Anlaşılamıyor Olmanın Yorgunluğu

İnsan bazen kendini anlatabilecek mecali bulamaz. Çünkü hangi kelimeyi kullanırsa kullansın, hangi yolu denerse denesin, yine de yeniden kendini anlatamadığını, anlaşılamadığını defalarca görmüş ve tecrübe etmiştir. Artık kendini anlatacak gücü de kendinde bulamıyordur. Evet, bazen tam olarak böyle olur. Enteresan bir yorgunluk ve yılgınlık çöker insana. Bir noktadan sonra işin kötü tarafı, umudunu da kaybeder. Bir şeyleri anlatmaya ve anlaşılmaya dair umudunu da kaybeder. Çünkü zamanla anlaşılmadığını tekrar tekrar yaşayarak şu gerçeği öğrenir: Bütün çabası beyhudedir. İnsanlar genellikle sadece anlamak istediklerini anlamaya odaklı bir yaşam sürmektedir.

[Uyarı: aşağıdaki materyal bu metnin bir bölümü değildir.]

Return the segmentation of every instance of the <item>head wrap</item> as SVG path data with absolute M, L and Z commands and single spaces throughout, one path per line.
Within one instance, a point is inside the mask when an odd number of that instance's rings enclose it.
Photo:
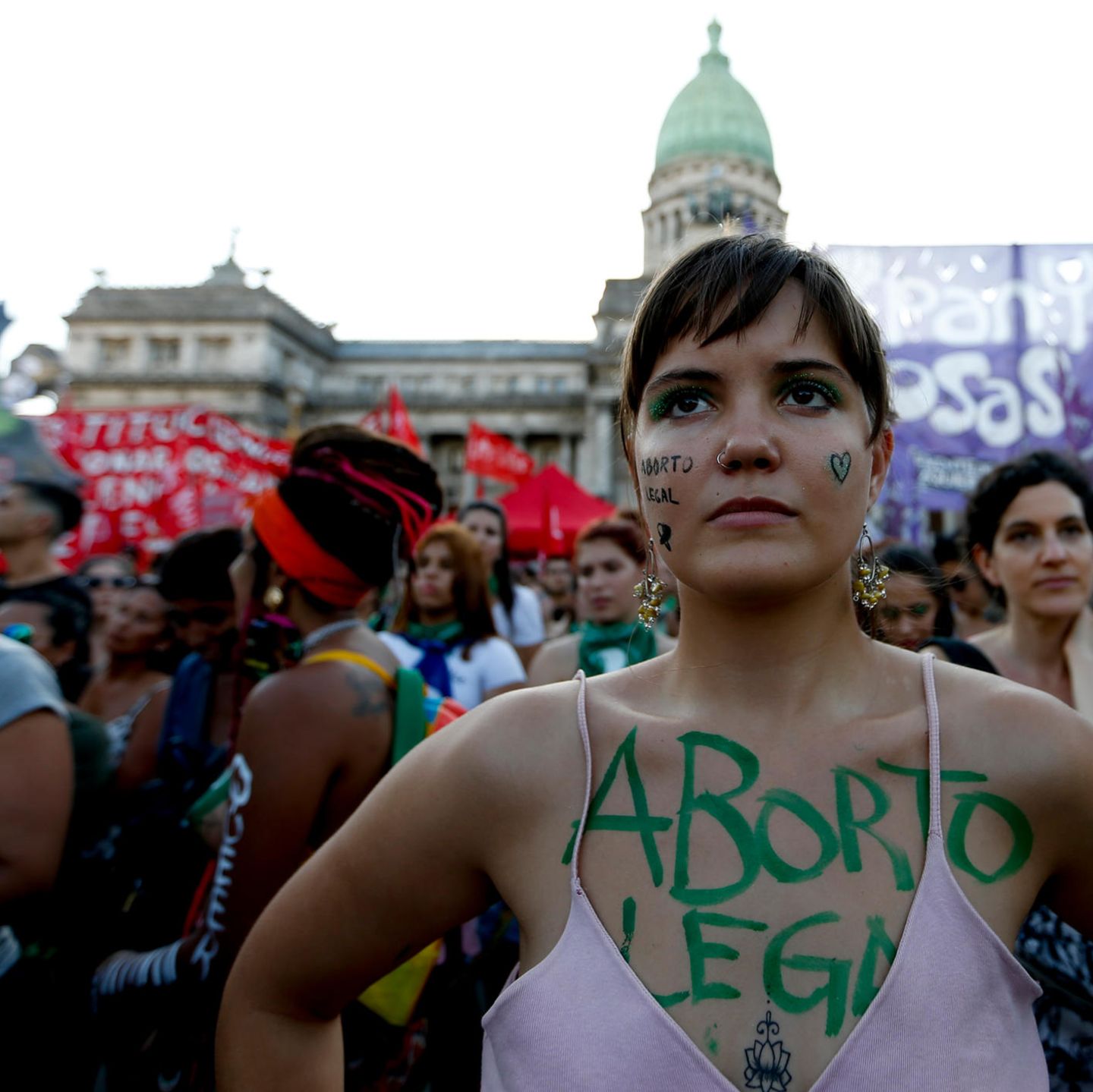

Bahar dururken kışı tercih etmiş birinin kışını bahara çeviremezsiniz. Elinizi uzattığınız halde elinizi elinin tersiyle iten birini, ne yaparsanız yapın, düştüğü yerden kaldıramazsınız. Terk edilmeye alışmış birini, terk etmeyeceğinize asla inandıramazsınız. Gerçekten sevilmemiş birini, sevildiğine ya da sevileceğine ikna edemezsiniz. Ve bir noktadan sonra, tüm bunlar için sarf ettiğiniz çabanın beyhude olduğunu anlarsınız. İşte o an, zaten paramparça olmuş umutlarınız da birer birer yok olmaya başlar, tıpkı gökyüzünde kayan yıldızlar gibi.

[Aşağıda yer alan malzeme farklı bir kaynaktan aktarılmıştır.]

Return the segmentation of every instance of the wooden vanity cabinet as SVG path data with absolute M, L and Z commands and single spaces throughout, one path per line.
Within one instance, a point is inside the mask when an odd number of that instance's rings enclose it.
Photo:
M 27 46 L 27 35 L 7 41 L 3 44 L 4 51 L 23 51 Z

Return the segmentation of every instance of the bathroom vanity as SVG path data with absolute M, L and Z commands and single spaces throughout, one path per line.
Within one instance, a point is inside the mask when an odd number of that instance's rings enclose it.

Aşk ve Sevgi: Bir Başlangıç ve Bir Bütün
Aşk ya da sevgi dediğimiz duygular, yorulmayı beraberinde getirmez, getirmemelidir. Acıyı ve üzüntüyü de getirmez, getirmemelidir. Fakat günümüzde, yorulmayı, acı çekmeyi ve üzülmeyi aşk ya da sevgi zannediyoruz. Ve bunlar olmadan bu duyguların da olmayacağına dair bir inanç geliştiriyoruz. Dolayısıyla ya bunları yaşamayı tercih ediyoruz ya da yaşatmayı.
Oysa aşk ve sevgi, kapsayıcı duygulardır. Karşındaki kişiyi eksikleri ve kusurlarını gözetmeksizin kabul etmeyi ve benimsemeyi beraberinde getirir. Eksikleri ve kusurları birlikte onarıp iyileştirebileceğinize dair bir inanç geliştirmektir. Evet, kalbinde küçücük bir tomurcuğu ya da bir kıvılcımı kocaman bir hale getirebilmektir aşk ve sevgi. Biri yolun başlangıcıdır, diğeri yolun tamamı. Eğer bir yola tersten başlamayı tercih ederseniz, ne yolun başını görürsünüz ne de yolun sonunu. Gördüğünüz tek şey, kendi dünyanızda oluşturduğunuz olumsuzlukların yansımaları olur.
Anlamaya ve Göstermeye Dair
Siz karşınızdaki insana cennet bahçelerini vaat etseniz de, ona muazzam bir pencereden eşsiz bir manzara sunsanız da, eğer görmek istediği şey o manzara ya da cennet bahçesi değilse, bundan onu vazgeçiremezsiniz. Israrla bu zamana kadar görmüş olduğu olumsuzlukları, yani normali haline gelmiş şeyleri görmeyi istiyorsa, çabanız beyhude olacaktır.
Çünkü önce kişi, iyiye ve güzele inanmalıdır. Ancak bundan sonra, sizin göstermek için sarf edeceğiniz çaba anlam bulur. Tam tersi bir durumda, değişen hiçbir şey olmayacaktır. Yorulduğunuzda, yıprandığınızda ve yılgınlık yaşadığınızda, yalnız kalırsınız. En iyisi, cennet bahçelerini ve muazzam manzaraları görmek isteyenler için gayret göstermektir. Gerisi sadece bir hikayedir.